We all know that face.... The face of a student who is so bored out of their minds that they could fall asleep during a class, and I don't blame them. Too many teachers today focus on their lectures and string lesson plans with no regard for the engagement of the student. And what is worse, is when students have a thought provoking question that could lead to some actually discussion, and what is the teachers response? "You will learn about that next year". Are teachers today that afraid to take risks and answer a question that engages the classroom simply because it fits a more advanced lesson?
If teachers are too afraid to follow their own passion for what they are teaching and answer a question, then how can we expect students to follow their own passions and ask questions. If it is strong enough, passion is the only drive and motivation we need to excel.
So what can we do!!??
So what can we do!!??
What a great question to ask! We can change the way we teach by looking at The Margins. The margins are a place where the two worlds of knowledge and creativity flourish into one. Where teachers ask thought provoking questions that challenge students to come up with their own answers and find more questions to be answered. A chemistry teacher could lecture on about the strength of acids, or ask the question: What happens to an old dirty penny soaked in acid? The students are then able to formulate their own hypothesis and then use active science experiments to determine the answer. Then when a student has a question that leads to discussion, it is not something that needs to be pushed off until next year.

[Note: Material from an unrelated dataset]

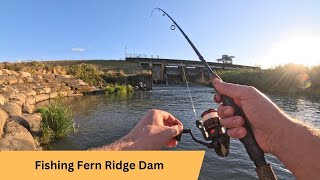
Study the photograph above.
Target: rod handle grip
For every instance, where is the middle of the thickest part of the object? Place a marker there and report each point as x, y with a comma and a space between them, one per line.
254, 151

Robot B-9 is right, there is some danger in this teaching method. What if you don't have time to finish your lesson? What if after hours on a question a few students still don't understand? These are good points B-9; in order to do this you must turn over your control on the flow of the lesson. This brings students and teachers together asking and answering questions, sparking interests, and allows learning to occur in the bringing together of thought and action. Yes students need structure and guidance, but they must be allowed to find their own conclusions with this guidance and not just be told to wait until next year.